Die Ausdrucksweise ist in der Tat unangebracht, was aber nichts daran ändert, daß Griechenland im allgemeinen und diese Regierung im speziellen nervt (und natürlich unangemessen viel Geld kostet). Übringens hat niemand verlangt, daß die Geschäfte in Griechenland sonntags öffen MÜSSEN, sondern nur, daß sie das DÜRFEN, so wie fast überall auf der Welt, mit der Ausnahme - natürlich - des Sozenschlandes.

Petra Horn / 16.07.2015

Zurückhaltend ausgedrückt bin ich der Meinung, daß Tsipras und vorher Varoufakis und deren Vorgänger die EU-Länder und alle EU-“Institutionen” am Ring über das Brüsseler Parkett ziehen. Je schneller damit Schluß ist, umso besser. Ansonsten empfehle ich zur empfindsamen Anteilnahme am griechischen Desaster das Buch “Greece and the Greeks of the Present Day” des Schriftstellers Edmond About, erschienen im Jahr ‎1855 und absolut aktuell im Hinblick auf die Darstelltung der griechischen Mentalität. Zu finden ist das Buch digitalisiert bei books google de. Es gibt für die Griechen und die Euro- und EU-Mitglieder nur den einen Weg: Eigene Währung für Griechenland! Dadurch wird Griechenland zwar kein funktionierender Staat in unserem Sinn, aber das wollen die Griechen ja offenbar auch gar nicht. Die Geschichte Europas hat einige Beispiele von zusammengeschusterten Reichen, die alle mehr oder weniger geräuschlos auseinanderbrachen. Die EU sollte diesem Beispiel folgen, wenn sie denn existieren würde.
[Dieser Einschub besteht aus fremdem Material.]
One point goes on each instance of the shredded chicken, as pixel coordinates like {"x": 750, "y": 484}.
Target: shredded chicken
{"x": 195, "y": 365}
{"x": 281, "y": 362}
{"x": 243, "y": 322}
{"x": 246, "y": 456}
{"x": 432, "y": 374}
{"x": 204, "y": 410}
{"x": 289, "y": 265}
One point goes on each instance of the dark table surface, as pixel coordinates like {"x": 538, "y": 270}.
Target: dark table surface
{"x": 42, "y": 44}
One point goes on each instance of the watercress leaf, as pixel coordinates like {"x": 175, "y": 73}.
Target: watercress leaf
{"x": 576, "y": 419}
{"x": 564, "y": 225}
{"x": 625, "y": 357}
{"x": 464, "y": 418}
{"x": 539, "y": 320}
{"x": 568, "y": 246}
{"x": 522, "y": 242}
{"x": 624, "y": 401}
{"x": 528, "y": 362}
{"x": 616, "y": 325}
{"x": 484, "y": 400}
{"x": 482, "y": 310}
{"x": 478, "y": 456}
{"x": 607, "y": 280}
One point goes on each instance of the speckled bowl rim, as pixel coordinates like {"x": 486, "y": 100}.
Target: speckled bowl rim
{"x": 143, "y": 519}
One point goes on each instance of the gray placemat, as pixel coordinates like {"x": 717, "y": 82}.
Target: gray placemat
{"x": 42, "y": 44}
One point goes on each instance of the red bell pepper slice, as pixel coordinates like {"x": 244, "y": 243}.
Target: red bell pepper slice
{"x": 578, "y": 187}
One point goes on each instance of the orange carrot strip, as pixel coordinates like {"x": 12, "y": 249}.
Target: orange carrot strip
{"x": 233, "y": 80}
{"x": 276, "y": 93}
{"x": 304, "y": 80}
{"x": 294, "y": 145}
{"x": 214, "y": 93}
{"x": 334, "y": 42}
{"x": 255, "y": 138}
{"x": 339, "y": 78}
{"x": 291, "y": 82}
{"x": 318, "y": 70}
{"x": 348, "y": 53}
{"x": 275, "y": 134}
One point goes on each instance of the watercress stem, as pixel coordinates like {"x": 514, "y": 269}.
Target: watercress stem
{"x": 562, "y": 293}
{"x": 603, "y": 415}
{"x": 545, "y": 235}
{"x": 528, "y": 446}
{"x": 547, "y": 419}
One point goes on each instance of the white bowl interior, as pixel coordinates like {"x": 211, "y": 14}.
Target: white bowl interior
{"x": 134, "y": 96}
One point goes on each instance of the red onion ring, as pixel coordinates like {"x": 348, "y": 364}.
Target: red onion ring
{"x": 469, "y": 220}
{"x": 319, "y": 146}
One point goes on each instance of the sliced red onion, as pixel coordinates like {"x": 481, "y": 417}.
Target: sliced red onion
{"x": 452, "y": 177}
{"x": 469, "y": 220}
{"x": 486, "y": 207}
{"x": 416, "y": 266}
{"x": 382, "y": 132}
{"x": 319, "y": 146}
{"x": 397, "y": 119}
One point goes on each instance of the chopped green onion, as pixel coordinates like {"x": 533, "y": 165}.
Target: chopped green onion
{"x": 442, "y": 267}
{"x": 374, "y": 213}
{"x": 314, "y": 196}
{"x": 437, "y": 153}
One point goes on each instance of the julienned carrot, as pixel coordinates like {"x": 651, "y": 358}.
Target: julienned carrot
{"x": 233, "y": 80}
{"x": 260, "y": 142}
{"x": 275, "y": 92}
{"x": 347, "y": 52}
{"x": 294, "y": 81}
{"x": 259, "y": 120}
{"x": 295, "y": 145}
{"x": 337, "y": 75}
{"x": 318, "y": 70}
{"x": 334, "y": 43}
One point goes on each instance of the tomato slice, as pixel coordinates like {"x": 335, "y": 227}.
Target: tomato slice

Doch sie ist nur ein Potemkisches Dorf, zusammengebastelt von protzigen selbst ernannten “Eliten”, die sich bis zum letzten an ihre dicken Pfründe klammern werden. Tritt Deutschland aus der EU oder auch nur aus dem Euro aus, bricht das ganze Kartenhaus zusammen. Deutschland und seine Politikerkaste hält man unter der Nazi-Knute, aber Griechenland wird über kurz oder lang den Weg vorangehen.